A lot of high school, professional and college athletes are coming in because of marijuana, and it’s basically because of testing. Guys say they don’t have a problem, but they’re failing the tests. If you’re failing the tests, getting in trouble and getting kicked out, then there is a problem. It’s really easy to tell if you have a problem: If you can’t change your behavior to meet your goals, but you change your goals to meet your behavior.

Are you worried about the push for legalization of marijuana?

People write, ‘It won’t kill you in a natural death.’ But it will kill you in a slow spiritual.

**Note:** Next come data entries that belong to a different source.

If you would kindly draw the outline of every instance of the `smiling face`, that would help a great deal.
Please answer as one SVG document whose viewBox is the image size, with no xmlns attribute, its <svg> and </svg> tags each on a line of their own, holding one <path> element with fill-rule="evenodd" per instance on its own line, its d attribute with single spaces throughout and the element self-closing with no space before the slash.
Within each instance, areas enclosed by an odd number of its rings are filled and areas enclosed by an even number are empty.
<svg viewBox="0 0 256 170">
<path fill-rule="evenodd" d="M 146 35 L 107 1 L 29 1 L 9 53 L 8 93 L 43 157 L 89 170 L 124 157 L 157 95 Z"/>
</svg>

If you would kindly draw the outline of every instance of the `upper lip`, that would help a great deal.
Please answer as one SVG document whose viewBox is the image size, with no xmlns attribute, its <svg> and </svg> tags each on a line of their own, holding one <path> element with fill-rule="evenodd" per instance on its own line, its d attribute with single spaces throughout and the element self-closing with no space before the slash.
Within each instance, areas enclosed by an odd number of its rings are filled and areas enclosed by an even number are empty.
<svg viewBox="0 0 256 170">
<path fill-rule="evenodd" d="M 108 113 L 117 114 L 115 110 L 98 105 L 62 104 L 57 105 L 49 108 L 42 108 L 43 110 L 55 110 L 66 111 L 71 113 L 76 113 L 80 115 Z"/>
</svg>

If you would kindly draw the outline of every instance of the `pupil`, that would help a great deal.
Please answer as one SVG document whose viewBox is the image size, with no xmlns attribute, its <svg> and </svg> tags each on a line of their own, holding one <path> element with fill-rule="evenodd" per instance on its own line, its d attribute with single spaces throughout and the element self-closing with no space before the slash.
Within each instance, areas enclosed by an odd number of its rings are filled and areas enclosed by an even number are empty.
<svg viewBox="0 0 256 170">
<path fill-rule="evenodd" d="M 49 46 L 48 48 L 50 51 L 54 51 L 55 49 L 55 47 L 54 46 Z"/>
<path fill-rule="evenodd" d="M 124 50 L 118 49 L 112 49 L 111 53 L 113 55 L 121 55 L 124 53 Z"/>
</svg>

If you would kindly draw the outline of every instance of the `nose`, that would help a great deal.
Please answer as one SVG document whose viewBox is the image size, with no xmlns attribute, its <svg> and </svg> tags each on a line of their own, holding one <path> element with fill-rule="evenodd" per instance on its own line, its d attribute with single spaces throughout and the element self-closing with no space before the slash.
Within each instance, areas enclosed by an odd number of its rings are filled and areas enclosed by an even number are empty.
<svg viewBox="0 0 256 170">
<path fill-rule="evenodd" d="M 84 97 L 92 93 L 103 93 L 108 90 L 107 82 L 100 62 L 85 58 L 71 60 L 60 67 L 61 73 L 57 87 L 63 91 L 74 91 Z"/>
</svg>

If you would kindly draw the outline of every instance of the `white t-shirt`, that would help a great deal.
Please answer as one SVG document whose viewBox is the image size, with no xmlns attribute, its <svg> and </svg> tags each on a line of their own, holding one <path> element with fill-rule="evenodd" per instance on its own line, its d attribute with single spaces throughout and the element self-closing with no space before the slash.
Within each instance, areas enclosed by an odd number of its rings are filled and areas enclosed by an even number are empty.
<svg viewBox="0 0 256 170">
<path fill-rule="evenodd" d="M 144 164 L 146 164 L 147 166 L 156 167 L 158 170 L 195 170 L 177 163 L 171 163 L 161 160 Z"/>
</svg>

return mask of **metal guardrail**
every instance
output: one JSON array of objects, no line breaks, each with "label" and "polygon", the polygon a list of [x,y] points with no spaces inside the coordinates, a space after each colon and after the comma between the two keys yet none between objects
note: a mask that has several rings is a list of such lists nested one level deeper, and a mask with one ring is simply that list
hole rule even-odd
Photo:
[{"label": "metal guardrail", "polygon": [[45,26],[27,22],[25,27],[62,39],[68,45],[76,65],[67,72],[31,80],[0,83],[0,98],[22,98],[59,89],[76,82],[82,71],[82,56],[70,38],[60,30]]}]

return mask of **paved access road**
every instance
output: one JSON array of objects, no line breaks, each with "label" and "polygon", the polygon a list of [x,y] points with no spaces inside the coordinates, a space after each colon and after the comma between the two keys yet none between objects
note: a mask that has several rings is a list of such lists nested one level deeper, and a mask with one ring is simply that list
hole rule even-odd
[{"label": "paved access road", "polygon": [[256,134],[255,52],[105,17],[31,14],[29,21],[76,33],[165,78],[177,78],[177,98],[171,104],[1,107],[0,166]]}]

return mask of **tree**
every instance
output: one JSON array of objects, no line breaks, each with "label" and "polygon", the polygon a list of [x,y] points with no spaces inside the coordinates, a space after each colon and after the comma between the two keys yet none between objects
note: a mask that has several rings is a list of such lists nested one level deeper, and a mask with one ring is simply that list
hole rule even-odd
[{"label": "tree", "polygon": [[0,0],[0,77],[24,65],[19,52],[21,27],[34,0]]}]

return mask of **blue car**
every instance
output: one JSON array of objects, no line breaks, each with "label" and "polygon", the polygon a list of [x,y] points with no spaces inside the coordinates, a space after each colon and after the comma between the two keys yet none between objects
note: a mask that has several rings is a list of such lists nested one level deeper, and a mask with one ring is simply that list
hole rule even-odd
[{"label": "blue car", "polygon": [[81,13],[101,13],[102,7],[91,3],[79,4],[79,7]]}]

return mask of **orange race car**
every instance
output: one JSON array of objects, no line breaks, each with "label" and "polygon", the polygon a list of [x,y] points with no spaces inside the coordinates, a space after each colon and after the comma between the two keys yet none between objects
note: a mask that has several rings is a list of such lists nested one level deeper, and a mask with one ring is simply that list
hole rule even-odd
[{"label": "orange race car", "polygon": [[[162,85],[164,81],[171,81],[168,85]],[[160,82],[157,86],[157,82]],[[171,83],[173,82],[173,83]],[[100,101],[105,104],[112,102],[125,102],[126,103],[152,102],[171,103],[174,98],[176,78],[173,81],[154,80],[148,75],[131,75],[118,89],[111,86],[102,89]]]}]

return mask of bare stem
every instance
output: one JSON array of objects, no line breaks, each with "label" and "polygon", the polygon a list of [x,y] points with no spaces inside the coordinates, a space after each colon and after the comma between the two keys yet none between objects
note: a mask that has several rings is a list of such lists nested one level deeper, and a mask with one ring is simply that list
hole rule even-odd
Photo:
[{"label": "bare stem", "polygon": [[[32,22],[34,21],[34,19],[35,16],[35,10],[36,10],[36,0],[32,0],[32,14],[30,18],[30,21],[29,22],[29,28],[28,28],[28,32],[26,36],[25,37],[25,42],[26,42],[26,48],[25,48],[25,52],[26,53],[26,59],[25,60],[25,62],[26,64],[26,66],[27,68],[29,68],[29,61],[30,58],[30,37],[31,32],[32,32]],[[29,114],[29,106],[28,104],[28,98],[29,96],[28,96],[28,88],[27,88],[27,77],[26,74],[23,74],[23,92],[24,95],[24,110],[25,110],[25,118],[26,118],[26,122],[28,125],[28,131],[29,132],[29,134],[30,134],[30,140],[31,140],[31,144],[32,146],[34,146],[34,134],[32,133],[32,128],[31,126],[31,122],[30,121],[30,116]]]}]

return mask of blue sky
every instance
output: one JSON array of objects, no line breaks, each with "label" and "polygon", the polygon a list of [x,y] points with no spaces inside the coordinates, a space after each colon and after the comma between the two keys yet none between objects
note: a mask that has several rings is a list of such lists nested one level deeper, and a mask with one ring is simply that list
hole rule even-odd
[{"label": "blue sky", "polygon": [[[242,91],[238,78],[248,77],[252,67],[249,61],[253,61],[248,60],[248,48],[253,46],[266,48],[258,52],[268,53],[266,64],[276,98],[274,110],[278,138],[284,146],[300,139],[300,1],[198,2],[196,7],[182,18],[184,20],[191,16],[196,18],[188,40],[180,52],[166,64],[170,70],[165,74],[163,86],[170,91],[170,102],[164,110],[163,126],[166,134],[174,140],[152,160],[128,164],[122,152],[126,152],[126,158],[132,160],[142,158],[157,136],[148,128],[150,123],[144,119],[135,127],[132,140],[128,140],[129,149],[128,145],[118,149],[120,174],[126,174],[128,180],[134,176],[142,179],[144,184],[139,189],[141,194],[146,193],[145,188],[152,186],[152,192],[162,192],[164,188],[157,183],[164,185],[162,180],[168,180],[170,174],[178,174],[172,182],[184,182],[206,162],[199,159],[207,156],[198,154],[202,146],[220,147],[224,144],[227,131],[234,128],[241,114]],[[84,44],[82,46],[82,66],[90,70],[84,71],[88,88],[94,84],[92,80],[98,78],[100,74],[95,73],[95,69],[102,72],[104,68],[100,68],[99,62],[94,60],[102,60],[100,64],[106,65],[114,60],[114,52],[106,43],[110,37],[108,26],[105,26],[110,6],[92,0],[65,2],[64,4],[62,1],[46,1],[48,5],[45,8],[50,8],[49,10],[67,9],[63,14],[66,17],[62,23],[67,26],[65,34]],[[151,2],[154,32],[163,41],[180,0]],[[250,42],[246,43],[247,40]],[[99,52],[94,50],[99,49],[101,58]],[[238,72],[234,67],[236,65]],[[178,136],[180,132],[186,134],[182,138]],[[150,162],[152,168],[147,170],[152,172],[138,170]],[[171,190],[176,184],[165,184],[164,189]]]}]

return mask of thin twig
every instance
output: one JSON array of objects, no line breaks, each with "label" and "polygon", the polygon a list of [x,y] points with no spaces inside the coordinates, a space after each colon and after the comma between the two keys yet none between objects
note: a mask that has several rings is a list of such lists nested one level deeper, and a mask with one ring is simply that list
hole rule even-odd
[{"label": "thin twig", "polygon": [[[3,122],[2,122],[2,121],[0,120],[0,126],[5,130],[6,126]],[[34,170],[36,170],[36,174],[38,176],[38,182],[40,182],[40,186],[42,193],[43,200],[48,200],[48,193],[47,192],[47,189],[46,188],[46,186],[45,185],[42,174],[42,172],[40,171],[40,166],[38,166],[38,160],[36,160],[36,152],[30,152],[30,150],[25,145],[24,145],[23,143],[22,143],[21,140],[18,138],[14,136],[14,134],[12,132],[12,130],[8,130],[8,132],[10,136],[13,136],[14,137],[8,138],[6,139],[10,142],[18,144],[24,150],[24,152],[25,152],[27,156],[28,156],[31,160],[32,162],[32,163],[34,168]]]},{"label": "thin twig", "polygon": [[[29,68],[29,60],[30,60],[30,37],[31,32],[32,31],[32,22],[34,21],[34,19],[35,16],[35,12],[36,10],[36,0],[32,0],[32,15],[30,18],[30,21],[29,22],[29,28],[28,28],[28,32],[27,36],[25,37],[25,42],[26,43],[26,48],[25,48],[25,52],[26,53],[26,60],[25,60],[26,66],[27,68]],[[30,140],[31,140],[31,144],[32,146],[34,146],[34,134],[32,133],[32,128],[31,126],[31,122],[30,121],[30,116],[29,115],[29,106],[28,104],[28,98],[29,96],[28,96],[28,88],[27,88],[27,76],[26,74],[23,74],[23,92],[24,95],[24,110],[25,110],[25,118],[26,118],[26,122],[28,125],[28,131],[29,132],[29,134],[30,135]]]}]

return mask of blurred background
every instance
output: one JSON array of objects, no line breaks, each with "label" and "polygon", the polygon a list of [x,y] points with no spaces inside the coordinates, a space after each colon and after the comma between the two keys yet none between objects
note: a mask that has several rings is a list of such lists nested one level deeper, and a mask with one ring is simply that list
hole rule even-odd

It amputates your spirit. It takes your drive, it takes your will, and now you’re just sitting on the couch.

Do you think it’s a different story for people who need marijuana medically?

People who need it medically, that’s different. But it still has side effects that aren’t going anywhere. They’re just numb to the pain. That’s a great question, because everyone says medical marijuana is used for pain. It’s just like fentanyl. It’s still addictive. It may not be an instinctive addiction, but you’re eating more. The way it gets you is mentally. It tears your spirit.

What role did you have in implementing the NBA’s drug program?

I wrote all the drug policies because nobody knew what to do. We had not one rule in place. I put all the counselors in each city. [Then-NBA] Commissioner David Stern let me put the program together.

How proud are you of the impact you’ve had helping people get over their drug addictions and teaching basketball?

I’m just living life. I take my experience and try to teach basketball with it to the guys who don’t have an addiction. The guys who have an addiction, I try to be an example that every day is a new start in your life. Just because of what you did yesterday doesn’t define who you are. That’s what you used to be. That’s not who you are.

How much are you enjoying coaching for the Rockets in the playoffs?

I love doing this. This is doing that with 12 guys, with a family. It’s been really good because the Rockets are where it all started for me.

What are your thoughts on the Rockets?

We’ve got a chance to be really good. It’s been great with James Harden. He’s been a special athlete. I’ve enjoyed Clint Capela’s growth. The player development for me is more about the basketball side and life for them.

Where does Harden rank among the Rockets’ greats?

I always thought I was their greatest point guard. I can’t say that anymore. He makes me take that one back.

What is your biggest triumph and disappointment with your drug and alcohol program?

My biggest success has been the next guy who wanted to be in. My biggest failure has been the next guy who didn’t want to.